Driving the news: Johnny Mercil, a lieutenant who has worked in patrol and on the community response team, said that officers are trained to use the "least amount of force necessary" to subdue a suspect, and that a knee on the neck would not be authorized against a suspect who is "under control and handcuffed."
Why it matters: The testimony challenges the defense's argument that Chauvin's actions were necessary in order to subdue George Floyd, and comes one day after MPD chief Medaria Arradondo testified that Chauvin "absolutely" violated department policy when he kneeled on Floyd's neck for over nine minutes.
What he's saying: Mercil testified that active or "assaultive" aggression by a suspect may require up to and including deadly force for "life-saving purposes," but that as levels of resistance decrease — especially once a subject is in handcuffs — officers "should deescalate use of force."

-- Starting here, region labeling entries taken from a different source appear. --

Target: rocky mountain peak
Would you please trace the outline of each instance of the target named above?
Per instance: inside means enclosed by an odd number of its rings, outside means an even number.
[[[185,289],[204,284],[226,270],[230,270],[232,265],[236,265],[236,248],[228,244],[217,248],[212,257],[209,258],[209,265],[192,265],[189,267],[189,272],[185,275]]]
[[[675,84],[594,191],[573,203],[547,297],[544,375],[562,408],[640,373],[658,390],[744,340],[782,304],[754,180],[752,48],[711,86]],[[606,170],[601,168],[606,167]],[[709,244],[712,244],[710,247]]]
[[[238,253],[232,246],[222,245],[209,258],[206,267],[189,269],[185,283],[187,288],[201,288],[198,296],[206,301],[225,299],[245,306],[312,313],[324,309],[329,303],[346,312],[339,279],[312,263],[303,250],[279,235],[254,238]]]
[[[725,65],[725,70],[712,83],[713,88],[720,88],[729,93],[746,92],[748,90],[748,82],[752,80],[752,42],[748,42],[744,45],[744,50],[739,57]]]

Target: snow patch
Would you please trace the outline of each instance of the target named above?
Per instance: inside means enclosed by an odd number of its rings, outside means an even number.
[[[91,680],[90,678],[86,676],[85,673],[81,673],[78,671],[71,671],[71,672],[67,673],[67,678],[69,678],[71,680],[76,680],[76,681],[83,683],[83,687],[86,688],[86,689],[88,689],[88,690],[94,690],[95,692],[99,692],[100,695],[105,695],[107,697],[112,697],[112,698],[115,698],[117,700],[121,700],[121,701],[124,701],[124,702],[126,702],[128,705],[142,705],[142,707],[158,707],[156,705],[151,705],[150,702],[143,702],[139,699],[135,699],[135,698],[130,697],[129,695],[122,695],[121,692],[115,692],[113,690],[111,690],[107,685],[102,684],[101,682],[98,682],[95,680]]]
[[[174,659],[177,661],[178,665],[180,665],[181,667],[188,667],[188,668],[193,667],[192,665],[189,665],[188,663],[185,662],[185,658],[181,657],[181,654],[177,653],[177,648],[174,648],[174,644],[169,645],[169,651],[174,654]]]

- When shown a photo of Chauvin with his knee on Floyd's neck, Mercil said the position is not and has never been an MPD-trained neck restraint. "We don't train" officers to use legs in neck restraint, Mercil testified, adding that this kind of restraint should involve the inner thigh, not the knee.
- Mercil explained that a neck restraint would not be authorized for a subject who is under control and handcuffed, especially since the neck, head and sternum are more prone to injury than other parts of the body. "It’s very important to be careful" with people, he noted.
The big picture: Previous testimony and footage showed that Chauvin continued to kneel on Floyd's neck even after he was handcuffed and said "I can't breathe" over 20 times.
- Though law enforcement officers have testified that handcuffing people or using force is fairly common for patrol officers, all of those who have appeared at the trial so far have emphasized the importance of using "reasonable" force.
- Mercil said Chauvin received training on proportional use of force as recently as 2018. Minnesota banned chokehold and neck restraints after Floyd's death.